Pero, ¿Y a qué nos lleva todo lo hasta aquí dicho? ¿Qué pretendo con lo que escribo? Puede que dejar de ser un punto que se dilate en vistas a perecer, quiero ser un ahora inacabable negando cualesquiera fenecer, y así, lograr quebrar esa frontera del ideal amoroso hasta hacerlo posible. Soy un ingenuo, un soñador, un creador fantástico, un aventurero que se esta en el sitio, un hombre cobarde en su valentía, un sobrio insensato, un loco cuerdo… Sí, ¿Y qué? Pues resulta que la sabiduría no se resuelve en cifras ni en apuntes esquemáticos, es más bien un ir más allá que únicamente puede responder la poesía. Es preciso que deje de parlotear y que hable por sí misma, o más bien, que cante como ella sabe y nos responda lo que los doctos no son capaces de decir. Así, pues, este hidalgo sostuvo su pluma y comenzó a escribir mientras cantaba lo escrito desde su interior lo que ahora sigue:

Canción segunda

Tengo por ciertas
mis desdichas, que se acrecientan
con lo pasajero de las alegrías,
y al recordarlas, mis males aumentan
con muchos pesares y penas infinitas

Que no me mientan
las vagas impresiones consiguientes
al advertir aquella herida abierta tan
nuestra como los amores inconsecuentes
y los finos errores que tanto inquietan

Bendita ilusión,
a pesar de ser causa de dolores
inquietantes, cual sangre en profusión
debido al filo sobre la piel, eres
lo primero y último respecto a mi confusión

La esperanza, final estertor
de mi alma balbuciente
mientras miro al rededor,
procuro la vitalidad reticente
en soledad convertida, y en tanto, aquel resplandor…

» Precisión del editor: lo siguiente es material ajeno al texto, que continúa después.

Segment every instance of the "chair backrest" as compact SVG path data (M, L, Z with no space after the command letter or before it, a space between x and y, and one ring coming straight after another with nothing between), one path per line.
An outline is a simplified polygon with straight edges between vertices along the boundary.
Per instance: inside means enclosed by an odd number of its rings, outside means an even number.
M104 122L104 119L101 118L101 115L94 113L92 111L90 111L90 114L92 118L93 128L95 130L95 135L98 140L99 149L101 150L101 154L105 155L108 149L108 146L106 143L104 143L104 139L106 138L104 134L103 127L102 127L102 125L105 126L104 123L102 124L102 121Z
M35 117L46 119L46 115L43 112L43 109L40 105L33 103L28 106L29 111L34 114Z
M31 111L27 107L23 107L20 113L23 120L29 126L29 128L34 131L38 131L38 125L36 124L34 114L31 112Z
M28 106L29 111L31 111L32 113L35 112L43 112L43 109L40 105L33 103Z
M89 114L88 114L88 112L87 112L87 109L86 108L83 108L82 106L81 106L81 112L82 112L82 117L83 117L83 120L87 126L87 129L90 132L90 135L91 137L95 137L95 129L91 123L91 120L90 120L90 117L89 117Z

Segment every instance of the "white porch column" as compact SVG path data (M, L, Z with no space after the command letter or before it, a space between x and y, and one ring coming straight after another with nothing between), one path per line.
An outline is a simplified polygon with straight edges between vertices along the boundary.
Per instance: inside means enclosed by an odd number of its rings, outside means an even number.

Lléname de soleadas tinieblas,
intentando arrastrarlas en derredor,
incluso, allí donde nos derritan las lluvias
morando en el temple sufridor
ya apagado, ya encendidas centellas…

Mírame bella dama,
no seré yo uno de los ángeles
que soñaste, pero ya con calma
podrás averiguar, teniendo mis desastres y desaires,
un hombre que amó y aún ama.


Al acabar de escribir estos versos, el autor de ellos se quedó mirando la hoja sobre los cuales los escribió con una expresión muda que todo lo decía para quién supiese mirar como se debía en tal situación. Luego, comenzó a escudriñar el cuaderno palpándolo con los dedos y a pasar las páginas posando los ojos en fragmentos sueltos de sus pasados poemas. Después, sin saber a qué atendía se levantó y se puso a pasear sin dirección precisa en su habitación aún con el cuaderno en mano mientras los pensamientos seguían su acostumbrado curso y balbucía palabras indescifrables que salían de sus labios semejantes al natural piar de los pájaros. Queriendo desquitarse de todo, se acostó en su cama y llenando su leve sueño de sumas palabras al poco se volvió a levantar. Y recordando la razón por la cual había escrito la canción anterior, dejó escapar una lágrima que le recorría la mejilla izquierda para así después suspirar. Sintió por un momento alivio, más al acudir imágenes del pasado en la memoria este se turbó y buscando una salida, volvió a cerrar los ojos con un sentimiento contenido y se quedó dormido.